Teach us to number our days that we may gain a heart of wisdom. Psalm 90:12





In my early 60's and in very good health, it has been pretty easy to deny the realities that may await John and myself in our 80's and 90's.  But this summer I feel like I have had a bit of an awakening.

My stepfather (don't you just love this picture of him as a child?) was moved rather suddenly and unexpectedly into an assisted living facility in July, so John and I drove to Tucson the beginning of August to help one of my sisters clean out his mobile home in order to begin the process of listing it for sale. For one week the three of us spent most of our waking hours sorting through and cleaning out the things that were important to my mom and stepfather over the years, most of which he no longer wants and are, it turns out, of little to no importance to anyone else. It really put into perspective for me just how transient so many things we value here on this earth are.
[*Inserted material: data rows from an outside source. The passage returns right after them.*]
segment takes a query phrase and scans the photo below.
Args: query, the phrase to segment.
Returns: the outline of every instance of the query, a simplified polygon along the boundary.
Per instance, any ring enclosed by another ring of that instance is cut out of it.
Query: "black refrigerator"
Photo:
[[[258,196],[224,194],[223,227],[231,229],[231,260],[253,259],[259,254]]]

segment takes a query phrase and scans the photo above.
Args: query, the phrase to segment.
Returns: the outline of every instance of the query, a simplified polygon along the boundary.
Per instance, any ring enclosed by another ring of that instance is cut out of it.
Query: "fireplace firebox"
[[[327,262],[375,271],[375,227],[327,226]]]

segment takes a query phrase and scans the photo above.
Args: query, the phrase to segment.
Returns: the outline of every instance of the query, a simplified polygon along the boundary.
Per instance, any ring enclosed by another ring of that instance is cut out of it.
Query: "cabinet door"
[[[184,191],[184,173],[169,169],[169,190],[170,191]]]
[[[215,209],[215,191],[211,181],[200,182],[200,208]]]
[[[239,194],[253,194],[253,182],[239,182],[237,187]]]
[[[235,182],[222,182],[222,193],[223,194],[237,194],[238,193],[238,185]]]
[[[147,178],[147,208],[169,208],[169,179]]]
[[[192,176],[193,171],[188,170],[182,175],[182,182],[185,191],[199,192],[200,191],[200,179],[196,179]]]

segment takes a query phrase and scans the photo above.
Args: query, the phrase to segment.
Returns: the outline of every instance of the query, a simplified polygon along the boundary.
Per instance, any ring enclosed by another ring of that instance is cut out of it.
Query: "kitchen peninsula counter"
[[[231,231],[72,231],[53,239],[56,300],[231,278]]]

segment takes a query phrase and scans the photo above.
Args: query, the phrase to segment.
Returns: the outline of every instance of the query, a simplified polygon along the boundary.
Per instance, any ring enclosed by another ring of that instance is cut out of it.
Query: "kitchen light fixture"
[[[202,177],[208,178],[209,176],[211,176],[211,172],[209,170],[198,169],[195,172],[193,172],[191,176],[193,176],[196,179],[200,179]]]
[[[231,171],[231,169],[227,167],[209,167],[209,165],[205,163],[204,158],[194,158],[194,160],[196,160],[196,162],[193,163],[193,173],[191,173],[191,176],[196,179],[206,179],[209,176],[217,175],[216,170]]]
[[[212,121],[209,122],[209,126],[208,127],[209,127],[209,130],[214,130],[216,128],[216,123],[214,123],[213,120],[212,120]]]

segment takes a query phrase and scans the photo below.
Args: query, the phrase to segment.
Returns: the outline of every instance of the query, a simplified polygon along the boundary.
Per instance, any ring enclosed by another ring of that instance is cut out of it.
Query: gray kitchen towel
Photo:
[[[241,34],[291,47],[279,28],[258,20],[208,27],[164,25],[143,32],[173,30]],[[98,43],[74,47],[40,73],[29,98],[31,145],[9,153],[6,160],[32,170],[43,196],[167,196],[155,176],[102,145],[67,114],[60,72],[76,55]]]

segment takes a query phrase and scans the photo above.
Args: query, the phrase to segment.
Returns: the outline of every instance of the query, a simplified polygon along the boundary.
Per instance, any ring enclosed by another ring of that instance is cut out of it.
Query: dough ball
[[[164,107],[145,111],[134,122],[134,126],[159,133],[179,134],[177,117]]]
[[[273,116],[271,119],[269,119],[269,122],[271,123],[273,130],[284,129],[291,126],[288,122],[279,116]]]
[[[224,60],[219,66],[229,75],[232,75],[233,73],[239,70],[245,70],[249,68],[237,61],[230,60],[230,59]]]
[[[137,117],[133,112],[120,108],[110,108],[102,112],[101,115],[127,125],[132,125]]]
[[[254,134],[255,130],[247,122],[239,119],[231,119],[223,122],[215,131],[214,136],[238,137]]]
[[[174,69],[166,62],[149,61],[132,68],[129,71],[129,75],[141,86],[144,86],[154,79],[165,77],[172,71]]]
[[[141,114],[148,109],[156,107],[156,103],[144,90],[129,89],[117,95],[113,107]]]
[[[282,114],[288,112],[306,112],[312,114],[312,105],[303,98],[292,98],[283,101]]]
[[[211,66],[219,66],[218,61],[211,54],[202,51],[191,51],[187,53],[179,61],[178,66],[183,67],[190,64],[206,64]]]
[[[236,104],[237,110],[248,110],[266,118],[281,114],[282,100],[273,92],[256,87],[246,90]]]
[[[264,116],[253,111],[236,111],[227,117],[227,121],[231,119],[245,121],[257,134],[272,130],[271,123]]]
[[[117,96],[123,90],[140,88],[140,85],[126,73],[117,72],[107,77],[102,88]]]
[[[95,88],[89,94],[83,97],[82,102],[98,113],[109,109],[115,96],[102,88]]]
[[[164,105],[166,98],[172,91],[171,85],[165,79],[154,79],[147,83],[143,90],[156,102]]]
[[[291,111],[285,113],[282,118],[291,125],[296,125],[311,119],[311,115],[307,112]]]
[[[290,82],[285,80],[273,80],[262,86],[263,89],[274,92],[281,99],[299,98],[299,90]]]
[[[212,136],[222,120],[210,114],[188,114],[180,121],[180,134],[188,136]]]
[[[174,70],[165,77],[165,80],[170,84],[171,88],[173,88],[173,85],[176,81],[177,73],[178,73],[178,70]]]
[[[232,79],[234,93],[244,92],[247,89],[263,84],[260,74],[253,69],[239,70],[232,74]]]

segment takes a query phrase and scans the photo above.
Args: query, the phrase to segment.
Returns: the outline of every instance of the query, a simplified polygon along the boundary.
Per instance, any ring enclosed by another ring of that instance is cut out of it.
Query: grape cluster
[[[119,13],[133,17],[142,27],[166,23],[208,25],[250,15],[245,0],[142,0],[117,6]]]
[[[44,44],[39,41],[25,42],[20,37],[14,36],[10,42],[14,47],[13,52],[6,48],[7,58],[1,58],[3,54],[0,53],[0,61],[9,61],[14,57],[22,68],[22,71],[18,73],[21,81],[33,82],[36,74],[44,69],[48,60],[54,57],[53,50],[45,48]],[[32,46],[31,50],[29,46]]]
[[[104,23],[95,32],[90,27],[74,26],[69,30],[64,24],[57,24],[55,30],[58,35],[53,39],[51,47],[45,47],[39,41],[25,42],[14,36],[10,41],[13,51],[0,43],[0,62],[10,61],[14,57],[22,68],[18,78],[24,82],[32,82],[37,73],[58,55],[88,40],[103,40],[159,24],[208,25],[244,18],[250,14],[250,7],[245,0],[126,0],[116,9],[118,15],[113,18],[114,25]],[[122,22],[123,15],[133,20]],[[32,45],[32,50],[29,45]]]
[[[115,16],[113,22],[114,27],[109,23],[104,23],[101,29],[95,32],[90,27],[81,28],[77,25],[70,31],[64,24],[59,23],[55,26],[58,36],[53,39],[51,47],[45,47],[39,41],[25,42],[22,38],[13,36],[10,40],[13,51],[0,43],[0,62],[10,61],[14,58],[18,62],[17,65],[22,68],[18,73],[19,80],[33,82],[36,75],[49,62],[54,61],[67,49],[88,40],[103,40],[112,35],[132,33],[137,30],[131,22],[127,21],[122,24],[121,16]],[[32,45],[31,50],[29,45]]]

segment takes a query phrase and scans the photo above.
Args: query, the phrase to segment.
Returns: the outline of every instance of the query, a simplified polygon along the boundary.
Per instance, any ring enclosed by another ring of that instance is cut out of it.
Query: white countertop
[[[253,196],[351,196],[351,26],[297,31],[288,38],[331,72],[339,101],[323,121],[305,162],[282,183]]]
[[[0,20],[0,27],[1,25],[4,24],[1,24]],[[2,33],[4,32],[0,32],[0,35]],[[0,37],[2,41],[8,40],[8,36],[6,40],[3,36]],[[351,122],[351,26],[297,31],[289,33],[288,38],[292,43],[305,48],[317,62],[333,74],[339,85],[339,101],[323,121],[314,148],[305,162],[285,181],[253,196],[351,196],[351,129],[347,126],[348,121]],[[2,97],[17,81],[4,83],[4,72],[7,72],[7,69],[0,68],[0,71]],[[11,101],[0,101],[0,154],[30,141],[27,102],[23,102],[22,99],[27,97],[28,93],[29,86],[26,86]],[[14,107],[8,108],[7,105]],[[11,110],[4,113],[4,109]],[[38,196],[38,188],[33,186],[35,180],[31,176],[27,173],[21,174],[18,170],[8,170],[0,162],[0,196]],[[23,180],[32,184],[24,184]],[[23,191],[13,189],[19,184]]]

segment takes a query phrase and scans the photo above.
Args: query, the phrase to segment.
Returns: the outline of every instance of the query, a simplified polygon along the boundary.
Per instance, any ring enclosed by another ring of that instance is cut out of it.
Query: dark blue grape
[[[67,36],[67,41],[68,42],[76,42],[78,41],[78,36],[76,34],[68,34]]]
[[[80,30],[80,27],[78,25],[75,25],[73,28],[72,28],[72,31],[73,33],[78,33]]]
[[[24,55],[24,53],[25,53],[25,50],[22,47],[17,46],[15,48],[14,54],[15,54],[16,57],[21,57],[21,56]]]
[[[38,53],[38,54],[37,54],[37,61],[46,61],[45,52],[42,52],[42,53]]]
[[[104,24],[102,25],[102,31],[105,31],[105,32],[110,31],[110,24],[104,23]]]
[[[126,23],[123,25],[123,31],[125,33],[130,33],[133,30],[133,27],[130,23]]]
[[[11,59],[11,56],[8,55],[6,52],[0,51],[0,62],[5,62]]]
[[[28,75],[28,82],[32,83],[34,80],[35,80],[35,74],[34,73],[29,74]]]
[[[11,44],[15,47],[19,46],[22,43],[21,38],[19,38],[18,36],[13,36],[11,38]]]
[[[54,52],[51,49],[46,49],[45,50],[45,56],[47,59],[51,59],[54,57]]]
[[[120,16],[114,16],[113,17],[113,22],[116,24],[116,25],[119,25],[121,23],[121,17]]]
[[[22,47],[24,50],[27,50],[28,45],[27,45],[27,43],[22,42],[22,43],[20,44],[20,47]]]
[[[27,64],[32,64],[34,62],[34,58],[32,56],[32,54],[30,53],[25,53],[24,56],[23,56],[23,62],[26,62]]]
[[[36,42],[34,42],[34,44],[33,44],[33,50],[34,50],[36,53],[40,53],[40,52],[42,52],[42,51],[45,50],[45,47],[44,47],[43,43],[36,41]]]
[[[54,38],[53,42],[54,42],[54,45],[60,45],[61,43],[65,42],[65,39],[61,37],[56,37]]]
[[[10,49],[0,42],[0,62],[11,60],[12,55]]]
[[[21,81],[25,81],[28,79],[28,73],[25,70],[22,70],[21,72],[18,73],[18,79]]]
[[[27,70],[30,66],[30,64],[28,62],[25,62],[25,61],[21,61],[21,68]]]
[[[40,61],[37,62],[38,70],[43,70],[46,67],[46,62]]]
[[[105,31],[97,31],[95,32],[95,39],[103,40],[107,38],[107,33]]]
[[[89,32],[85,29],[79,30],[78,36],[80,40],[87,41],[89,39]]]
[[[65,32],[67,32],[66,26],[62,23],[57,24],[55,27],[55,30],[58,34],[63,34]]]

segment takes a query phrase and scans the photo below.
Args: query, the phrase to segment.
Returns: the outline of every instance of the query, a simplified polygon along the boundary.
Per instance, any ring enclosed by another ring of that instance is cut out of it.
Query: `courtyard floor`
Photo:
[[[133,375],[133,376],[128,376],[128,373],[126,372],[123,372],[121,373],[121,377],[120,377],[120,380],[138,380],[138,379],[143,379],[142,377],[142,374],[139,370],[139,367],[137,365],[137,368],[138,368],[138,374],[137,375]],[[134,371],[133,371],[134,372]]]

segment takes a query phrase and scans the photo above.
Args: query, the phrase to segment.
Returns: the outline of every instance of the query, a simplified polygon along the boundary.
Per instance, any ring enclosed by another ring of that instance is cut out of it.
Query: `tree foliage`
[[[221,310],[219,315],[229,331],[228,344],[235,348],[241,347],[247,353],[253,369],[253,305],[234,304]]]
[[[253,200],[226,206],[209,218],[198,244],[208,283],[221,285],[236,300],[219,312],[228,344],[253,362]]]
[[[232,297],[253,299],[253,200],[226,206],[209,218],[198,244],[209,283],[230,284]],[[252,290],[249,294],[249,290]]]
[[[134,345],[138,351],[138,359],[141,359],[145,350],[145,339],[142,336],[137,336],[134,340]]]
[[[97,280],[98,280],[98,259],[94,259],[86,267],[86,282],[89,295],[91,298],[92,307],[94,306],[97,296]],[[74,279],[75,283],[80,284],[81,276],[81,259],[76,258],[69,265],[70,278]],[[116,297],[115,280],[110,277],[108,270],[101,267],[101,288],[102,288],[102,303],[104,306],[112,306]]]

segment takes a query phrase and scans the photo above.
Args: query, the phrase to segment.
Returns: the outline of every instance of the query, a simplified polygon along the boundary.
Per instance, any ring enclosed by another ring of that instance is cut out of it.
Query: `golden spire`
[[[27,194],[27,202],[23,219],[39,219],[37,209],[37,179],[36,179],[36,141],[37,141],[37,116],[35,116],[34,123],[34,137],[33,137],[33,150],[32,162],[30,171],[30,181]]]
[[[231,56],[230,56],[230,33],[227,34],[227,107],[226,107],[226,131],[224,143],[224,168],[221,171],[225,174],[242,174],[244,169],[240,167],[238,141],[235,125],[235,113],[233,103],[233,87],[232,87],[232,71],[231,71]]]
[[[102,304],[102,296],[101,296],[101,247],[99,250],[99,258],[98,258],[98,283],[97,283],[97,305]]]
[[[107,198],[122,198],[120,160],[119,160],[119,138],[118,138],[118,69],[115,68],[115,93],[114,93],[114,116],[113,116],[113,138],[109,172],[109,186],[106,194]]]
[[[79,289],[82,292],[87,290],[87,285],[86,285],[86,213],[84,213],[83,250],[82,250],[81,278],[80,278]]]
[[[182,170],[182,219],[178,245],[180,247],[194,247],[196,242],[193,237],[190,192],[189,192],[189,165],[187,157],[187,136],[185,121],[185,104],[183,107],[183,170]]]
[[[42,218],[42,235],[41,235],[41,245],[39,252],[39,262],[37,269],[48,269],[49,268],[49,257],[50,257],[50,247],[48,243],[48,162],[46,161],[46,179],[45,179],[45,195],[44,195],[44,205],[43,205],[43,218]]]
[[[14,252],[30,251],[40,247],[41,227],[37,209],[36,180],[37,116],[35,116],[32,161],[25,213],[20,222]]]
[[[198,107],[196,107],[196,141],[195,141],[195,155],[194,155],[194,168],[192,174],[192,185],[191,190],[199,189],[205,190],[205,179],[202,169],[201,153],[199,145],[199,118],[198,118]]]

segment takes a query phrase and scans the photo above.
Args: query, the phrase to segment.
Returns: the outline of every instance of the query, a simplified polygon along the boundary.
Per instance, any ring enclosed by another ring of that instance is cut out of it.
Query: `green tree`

There was  also the reality of being face to face with my stepfathers frailty which had seemingly progressed so quickly since we had last visited him four months previously. It was sobering and I felt so badly for him.  Although his new residence is nice and his room holds his favorite chair along with some pictures and momentos of people he loves and places he has enjoyed, he would (understandably) much rather still be living in his previous home. To lose so much of your independence is hard, even when it is necessary.

As I pondered that my stepfather is only 26 years older than us, I realized in a way I never had before the shortness of even a long life and the difficulties that may come towards the end. I left with a renewed desire and prayer  to both number my days wisely -loving and serving people around me - as well as a renewed desire to be more aware of and  rejoice in the gift of each new day.

This has been a bit of a heavy post....so let me end it with this photo of one of my more fun filled moments while in Tucson, driving a gold cart for the first time.  (True confession; I had to ask John how to get it in motion; who knew that the forward and reverse mechanism were located under the seat?!?!?)